So it looks as if my €20 at 20/1 bet on Fred to be the World Cup’s top goal-scorer was not a sensible investment after all. Somehow, beforehand, he had seemed to match the profile of my identically priced 2006 hero, Miroslav Klose – an under-rated frontman in a team people were writing off even though they always reached the last stages and were playing at home.
Klose’s eventual triumph eight years ago was all the sweeter because he scored twice in the tournament opener. Nice as it is to win €400, you cannot put a price on the smugness that having a 20/1 docket on a Golden Boot contender who’s been slashed to favourite after the very first match allows.
Whereas, far from scoring twice in this tournament’s opener, I’m not sure Fred touched the ball that many times against Croatia. It looks as if his main role is to fall over occasionally and win outrageous penalties.
Oh well. It’s still not the worst gamble I’ve had on a World Cup. That prize will forever belong to the two air tickets I bought for myself and my future wife, 20 years ago, with a view to attending Ireland’s Round-of-16 match against Bulgaria in New Jersey. Yes, that’s right, reader – the game never happened. But it should have done.
Like many people, I had watched the first-round victory over Italy on television, and then immediately experienced non-buyer’s remorse at not being among the 50,000 Irish fans in Giants’ Stadium.
And yet there had been calculation there too. An eternal dilemma with football tournaments, unless you’re rich and have unlimited holidays, is whether to go for the group games, and risk having to come home when things are getting interesting, or wait for the knockout stages that may never happen.
I’ll always remember the trauma of being in Germany in 1988, when the terrible prospect of Ireland qualifying for the last four, and of us having to troop home before then while thousands of latecomers replaced us, arose.
It was almost a mercy when Holland intervened to prevent this appalling vista from becoming reality.
In any case, having missed the 1994 win over Italy, I made urgent plans for the knockout stages to which we were now surely headed.
And this is where a since-forgotten airline called Tower Air came in.
Tower Air was an Israeli company that, for the while it lasted, apply the no-frills model to long-distance travel. The fares were spectacularly cheap by transatlantic standards – £198 return in the summer of 1994. And although the available dates were few, it so happened that one of them was the 4th of July.
Having defeated Italy, Ireland seemed certain to win the group. In fact, even after the ambush by Mexico, we were still looking good. All we had to do was beat the limited Norwegians. That would have meant us playing Bulgaria on July 5th in New Jersey. But alas and alack, it was never to be.
The team settled for a no-risk draw against Norway, and second place. So instead of an evening kick-off in Jersey on the Monday, against moderate opposition, we were now condemned to another noon showdown in Florida, against the Dutch. Worst of all, the game would be on Sunday, while my wife and I were somewhere over the Atlantic.
Even apart from that, the journey was awful. They weren’t joking about the no-frills.

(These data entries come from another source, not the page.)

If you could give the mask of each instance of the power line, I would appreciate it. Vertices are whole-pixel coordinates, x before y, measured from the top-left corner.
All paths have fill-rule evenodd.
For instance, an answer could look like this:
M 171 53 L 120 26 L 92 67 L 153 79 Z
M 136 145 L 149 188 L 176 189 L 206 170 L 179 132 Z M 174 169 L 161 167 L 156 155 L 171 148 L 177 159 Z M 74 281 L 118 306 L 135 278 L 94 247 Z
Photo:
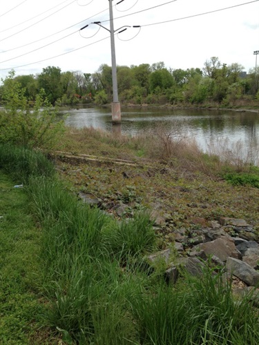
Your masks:
M 249 3 L 252 3 L 257 2 L 257 1 L 259 1 L 259 0 L 253 0 L 253 1 L 249 1 L 249 2 L 246 2 L 244 3 L 240 3 L 239 5 L 234 5 L 233 6 L 225 7 L 224 8 L 220 8 L 219 10 L 214 10 L 213 11 L 204 12 L 203 13 L 199 13 L 198 14 L 193 14 L 193 15 L 188 16 L 188 17 L 183 17 L 182 18 L 177 18 L 175 19 L 170 19 L 168 21 L 160 21 L 157 23 L 153 23 L 151 24 L 142 25 L 141 26 L 142 28 L 144 28 L 144 26 L 151 26 L 157 25 L 157 24 L 164 24 L 164 23 L 169 23 L 170 21 L 180 21 L 180 20 L 182 20 L 182 19 L 189 19 L 189 18 L 194 18 L 195 17 L 203 16 L 204 14 L 209 14 L 211 13 L 215 13 L 215 12 L 224 11 L 225 10 L 229 10 L 230 8 L 233 8 L 238 7 L 238 6 L 242 6 L 244 5 L 248 5 Z
M 3 13 L 3 14 L 1 14 L 0 17 L 3 17 L 4 16 L 5 14 L 7 14 L 8 13 L 9 13 L 10 12 L 12 11 L 13 10 L 15 10 L 15 8 L 17 8 L 17 7 L 19 7 L 19 6 L 22 5 L 23 3 L 24 3 L 25 2 L 26 2 L 27 0 L 24 0 L 24 1 L 19 3 L 18 5 L 17 5 L 16 6 L 13 7 L 12 8 L 11 8 L 10 10 L 8 10 L 7 12 L 6 12 L 5 13 Z
M 27 0 L 26 0 L 27 1 Z M 75 1 L 75 0 L 74 0 Z M 2 30 L 1 31 L 0 31 L 0 33 L 1 32 L 4 32 L 5 31 L 8 31 L 8 30 L 10 30 L 10 29 L 13 29 L 14 28 L 16 28 L 17 26 L 19 26 L 20 25 L 22 25 L 22 24 L 24 24 L 24 23 L 27 23 L 28 21 L 30 21 L 32 19 L 35 19 L 35 18 L 37 18 L 37 17 L 39 17 L 41 16 L 41 14 L 44 14 L 44 13 L 46 13 L 46 12 L 48 12 L 48 11 L 50 11 L 51 10 L 53 10 L 54 8 L 56 8 L 56 7 L 58 7 L 60 5 L 61 5 L 62 3 L 64 3 L 65 2 L 68 1 L 68 0 L 65 0 L 64 1 L 62 1 L 60 3 L 59 3 L 58 5 L 56 5 L 54 7 L 52 7 L 51 8 L 49 8 L 48 10 L 46 10 L 46 11 L 44 12 L 42 12 L 41 13 L 39 13 L 39 14 L 37 14 L 36 16 L 35 17 L 32 17 L 32 18 L 30 18 L 29 19 L 27 19 L 24 21 L 22 21 L 21 23 L 19 23 L 18 24 L 16 24 L 13 26 L 11 26 L 10 28 L 8 28 L 7 29 L 5 29 L 5 30 Z
M 169 1 L 169 2 L 174 2 L 176 0 L 173 0 L 173 1 Z M 219 12 L 219 11 L 222 11 L 222 10 L 229 10 L 229 9 L 231 9 L 231 8 L 236 8 L 236 7 L 238 7 L 238 6 L 244 6 L 244 5 L 247 5 L 247 4 L 250 4 L 250 3 L 255 3 L 255 2 L 258 2 L 259 1 L 259 0 L 253 0 L 252 1 L 249 1 L 249 2 L 247 2 L 247 3 L 241 3 L 241 4 L 239 4 L 239 5 L 235 5 L 235 6 L 230 6 L 230 7 L 227 7 L 227 8 L 221 8 L 221 9 L 219 9 L 219 10 L 213 10 L 213 11 L 210 11 L 210 12 L 203 12 L 203 13 L 200 13 L 200 14 L 193 14 L 191 16 L 188 16 L 188 17 L 182 17 L 182 18 L 178 18 L 178 19 L 171 19 L 171 20 L 169 20 L 169 21 L 162 21 L 162 22 L 160 22 L 160 23 L 150 23 L 150 24 L 146 24 L 146 25 L 144 25 L 144 26 L 141 26 L 141 27 L 145 27 L 145 26 L 153 26 L 153 25 L 158 25 L 158 24 L 162 24 L 162 23 L 168 23 L 168 22 L 171 22 L 171 21 L 179 21 L 179 20 L 183 20 L 183 19 L 189 19 L 189 18 L 192 18 L 192 17 L 198 17 L 198 16 L 201 16 L 201 15 L 204 15 L 204 14 L 211 14 L 211 13 L 213 13 L 213 12 Z M 163 6 L 166 3 L 164 3 L 164 4 L 162 4 L 160 6 Z M 155 7 L 157 7 L 157 6 L 155 6 Z M 148 9 L 146 9 L 146 10 L 149 10 L 150 8 Z M 104 12 L 104 11 L 102 11 Z M 142 11 L 140 11 L 140 12 L 143 12 L 143 10 Z M 137 13 L 137 12 L 135 12 L 135 13 Z M 135 13 L 132 13 L 131 14 L 135 14 Z M 131 15 L 131 14 L 127 14 L 127 15 Z M 126 15 L 126 16 L 127 16 Z M 123 17 L 126 17 L 126 16 L 123 16 Z M 120 17 L 121 18 L 121 17 Z M 86 19 L 87 20 L 87 19 Z M 81 23 L 81 22 L 80 22 Z M 66 30 L 66 29 L 65 29 Z M 75 32 L 73 32 L 75 33 Z M 69 35 L 68 35 L 69 36 Z M 61 55 L 56 55 L 55 57 L 49 57 L 49 58 L 47 58 L 47 59 L 45 59 L 44 60 L 41 60 L 39 61 L 35 61 L 35 62 L 32 62 L 32 63 L 28 63 L 28 64 L 26 64 L 26 65 L 21 65 L 21 66 L 16 66 L 16 67 L 14 67 L 12 68 L 19 68 L 20 67 L 24 67 L 24 66 L 30 66 L 30 65 L 32 65 L 32 64 L 35 64 L 35 63 L 37 63 L 39 62 L 43 62 L 44 61 L 47 61 L 47 60 L 49 60 L 49 59 L 55 59 L 56 57 L 59 57 L 60 56 L 62 56 L 62 55 L 66 55 L 66 54 L 69 54 L 70 52 L 73 52 L 74 51 L 76 51 L 76 50 L 79 50 L 80 49 L 82 49 L 85 47 L 87 47 L 88 46 L 91 46 L 92 44 L 95 44 L 96 43 L 98 43 L 99 41 L 103 41 L 104 39 L 106 39 L 108 37 L 106 37 L 105 39 L 102 39 L 101 40 L 99 40 L 99 41 L 97 41 L 95 42 L 93 42 L 93 43 L 90 43 L 88 45 L 86 45 L 86 46 L 84 46 L 83 47 L 79 47 L 78 48 L 75 48 L 74 50 L 70 50 L 69 52 L 66 52 L 65 53 L 63 53 L 63 54 L 61 54 Z M 59 40 L 60 40 L 59 39 Z M 57 40 L 59 41 L 59 40 Z M 51 43 L 50 43 L 51 44 Z M 48 46 L 48 45 L 47 45 Z M 25 54 L 26 55 L 26 54 Z M 1 70 L 10 70 L 11 68 L 1 68 Z
M 31 62 L 30 63 L 26 63 L 25 65 L 20 65 L 18 66 L 12 67 L 12 68 L 1 68 L 0 70 L 14 70 L 15 68 L 19 68 L 20 67 L 25 67 L 25 66 L 30 66 L 30 65 L 34 65 L 35 63 L 39 63 L 40 62 L 46 61 L 47 60 L 50 60 L 51 59 L 55 59 L 56 57 L 61 57 L 62 55 L 66 55 L 66 54 L 70 54 L 70 52 L 75 52 L 77 50 L 79 50 L 80 49 L 83 49 L 84 48 L 88 47 L 90 46 L 93 46 L 93 44 L 101 42 L 102 41 L 104 41 L 105 39 L 107 39 L 109 38 L 110 38 L 110 36 L 108 36 L 107 37 L 104 37 L 103 39 L 101 39 L 99 41 L 96 41 L 95 42 L 93 42 L 91 43 L 86 44 L 86 46 L 84 46 L 83 47 L 79 47 L 79 48 L 77 48 L 75 49 L 73 49 L 72 50 L 70 50 L 69 52 L 64 52 L 62 54 L 59 54 L 59 55 L 56 55 L 55 57 L 48 57 L 47 59 L 44 59 L 43 60 L 39 60 L 37 61 Z
M 124 14 L 124 16 L 117 17 L 117 18 L 113 18 L 113 20 L 119 19 L 120 18 L 124 18 L 125 17 L 132 16 L 133 14 L 137 14 L 138 13 L 141 13 L 142 12 L 148 11 L 149 10 L 153 10 L 153 8 L 157 8 L 157 7 L 164 6 L 164 5 L 168 5 L 172 2 L 175 2 L 177 0 L 171 0 L 171 1 L 166 2 L 164 3 L 160 3 L 160 5 L 156 5 L 155 6 L 150 7 L 148 8 L 146 8 L 144 10 L 141 10 L 140 11 L 134 12 L 133 13 L 129 13 L 128 14 Z M 259 0 L 257 0 L 259 1 Z M 109 19 L 104 21 L 102 23 L 105 23 L 106 21 L 109 21 Z
M 37 39 L 36 41 L 33 41 L 32 42 L 30 42 L 28 43 L 26 43 L 26 44 L 23 44 L 23 46 L 19 46 L 19 47 L 15 47 L 15 48 L 12 48 L 12 49 L 9 49 L 8 50 L 5 50 L 4 52 L 0 52 L 0 54 L 3 53 L 3 52 L 10 52 L 12 50 L 15 50 L 16 49 L 19 49 L 20 48 L 23 48 L 23 47 L 26 47 L 26 46 L 30 46 L 30 44 L 33 44 L 35 43 L 37 43 L 37 42 L 39 42 L 40 41 L 43 41 L 44 39 L 48 39 L 49 37 L 51 37 L 52 36 L 55 36 L 55 34 L 59 34 L 60 32 L 62 32 L 63 31 L 65 31 L 66 30 L 68 30 L 68 29 L 70 29 L 71 28 L 73 28 L 73 26 L 76 26 L 79 24 L 81 24 L 81 23 L 83 23 L 83 22 L 85 22 L 86 21 L 88 20 L 88 19 L 90 19 L 91 18 L 93 18 L 93 17 L 95 17 L 95 16 L 97 16 L 98 14 L 100 14 L 101 13 L 105 12 L 105 11 L 107 11 L 108 10 L 108 8 L 106 8 L 105 10 L 103 10 L 101 12 L 99 12 L 98 13 L 96 13 L 95 14 L 93 14 L 93 16 L 91 17 L 89 17 L 88 18 L 87 18 L 86 19 L 84 19 L 83 21 L 79 21 L 78 23 L 77 23 L 76 24 L 73 24 L 70 26 L 68 26 L 68 28 L 66 28 L 65 29 L 62 29 L 59 31 L 57 31 L 56 32 L 54 32 L 53 34 L 49 34 L 48 36 L 46 36 L 45 37 L 42 37 L 41 39 Z M 64 38 L 66 38 L 67 37 L 67 36 L 65 36 L 64 37 L 61 37 L 60 38 L 59 40 L 57 41 L 61 41 L 61 39 L 63 39 Z
M 10 59 L 8 59 L 8 60 L 5 60 L 3 61 L 0 61 L 0 63 L 3 63 L 4 62 L 10 61 L 10 60 L 14 60 L 15 59 L 17 59 L 18 57 L 24 57 L 24 55 L 28 55 L 28 54 L 30 54 L 31 52 L 36 52 L 37 50 L 39 50 L 40 49 L 42 49 L 45 47 L 47 47 L 48 46 L 50 46 L 51 44 L 53 44 L 54 43 L 56 43 L 59 41 L 61 41 L 61 39 L 64 39 L 66 37 L 68 37 L 69 36 L 71 36 L 72 34 L 74 34 L 75 33 L 76 33 L 77 32 L 78 32 L 78 30 L 77 30 L 77 31 L 75 31 L 74 32 L 72 32 L 71 34 L 67 34 L 66 36 L 64 36 L 61 39 L 57 39 L 56 41 L 53 41 L 52 42 L 50 42 L 48 44 L 46 44 L 45 46 L 42 46 L 41 47 L 39 47 L 36 49 L 34 49 L 33 50 L 30 50 L 30 52 L 25 52 L 24 54 L 21 54 L 21 55 L 18 55 L 17 57 L 11 57 Z
M 16 34 L 19 34 L 20 32 L 21 32 L 22 31 L 25 31 L 27 29 L 29 29 L 30 28 L 31 28 L 32 26 L 34 26 L 36 24 L 38 24 L 39 23 L 40 23 L 41 21 L 46 19 L 47 18 L 49 18 L 50 17 L 52 16 L 53 14 L 55 14 L 55 13 L 57 13 L 57 12 L 59 12 L 61 11 L 61 10 L 63 10 L 64 8 L 65 8 L 66 7 L 68 7 L 70 5 L 71 5 L 71 3 L 73 3 L 73 2 L 75 1 L 75 0 L 73 0 L 71 2 L 70 2 L 69 3 L 68 3 L 67 5 L 66 5 L 65 6 L 62 7 L 61 8 L 60 8 L 59 10 L 57 10 L 57 11 L 55 12 L 53 12 L 53 13 L 51 13 L 50 14 L 49 14 L 48 16 L 46 16 L 44 18 L 42 18 L 42 19 L 40 19 L 39 21 L 36 21 L 36 23 L 34 23 L 33 24 L 29 26 L 27 26 L 26 28 L 24 28 L 24 29 L 22 29 L 17 32 L 15 32 L 14 34 L 10 34 L 10 36 L 8 36 L 7 37 L 4 38 L 4 39 L 0 39 L 0 42 L 1 42 L 2 41 L 5 41 L 6 39 L 9 39 L 10 37 L 12 37 L 13 36 L 15 36 Z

The only thing Tower Air didn’t skimp on was Israeli-style security, which meant queuing for hours at the airport.
The misery continued on board with food that was grim even by the standards of the genre (in a 1997 survey, Tower Air rated 59th of 61 airlines for its services). And among the many luxuries not available was any hint of sympathy from the captain when he announced the result from Orlando.

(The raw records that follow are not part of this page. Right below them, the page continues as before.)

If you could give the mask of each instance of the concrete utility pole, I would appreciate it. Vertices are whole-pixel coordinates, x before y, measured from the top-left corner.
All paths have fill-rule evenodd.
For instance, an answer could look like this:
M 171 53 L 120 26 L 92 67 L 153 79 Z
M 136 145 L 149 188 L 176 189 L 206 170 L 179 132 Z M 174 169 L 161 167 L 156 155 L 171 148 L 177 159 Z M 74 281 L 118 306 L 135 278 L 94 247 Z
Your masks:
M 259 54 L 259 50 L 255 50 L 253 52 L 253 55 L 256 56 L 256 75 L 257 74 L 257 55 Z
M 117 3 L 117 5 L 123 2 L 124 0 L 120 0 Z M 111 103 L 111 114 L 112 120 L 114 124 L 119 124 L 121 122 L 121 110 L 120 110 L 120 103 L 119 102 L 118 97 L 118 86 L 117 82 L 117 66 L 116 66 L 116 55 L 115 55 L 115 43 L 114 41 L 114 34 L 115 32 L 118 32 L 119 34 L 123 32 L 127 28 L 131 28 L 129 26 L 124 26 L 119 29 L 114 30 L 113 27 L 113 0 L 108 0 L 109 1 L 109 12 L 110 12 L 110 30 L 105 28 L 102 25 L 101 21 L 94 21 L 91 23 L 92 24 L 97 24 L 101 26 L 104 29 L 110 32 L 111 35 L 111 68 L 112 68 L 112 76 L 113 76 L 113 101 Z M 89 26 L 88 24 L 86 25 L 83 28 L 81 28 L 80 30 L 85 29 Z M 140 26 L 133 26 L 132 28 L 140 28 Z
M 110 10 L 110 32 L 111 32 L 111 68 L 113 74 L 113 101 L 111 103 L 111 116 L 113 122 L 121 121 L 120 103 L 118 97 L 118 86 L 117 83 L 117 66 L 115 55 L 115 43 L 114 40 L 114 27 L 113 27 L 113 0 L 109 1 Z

I had drifted off to sleep still hoping we might live to play another round. Then I was woken by the pilot declaring that Holland had won “two-zero” – news he delivered desultorily and without comment, as if it was an update on our cruising speed.
The experience wasn’t all bad, of course. We still got to America cheaply. And that we got there at all may have been a result. Among the many corners Tower Air was cutting, apparently, was maintenance. In 1998, the company was fined for flying aircraft that needed repair work. It was dogged by a succession of other problems too before declaring bankruptcy in 2000.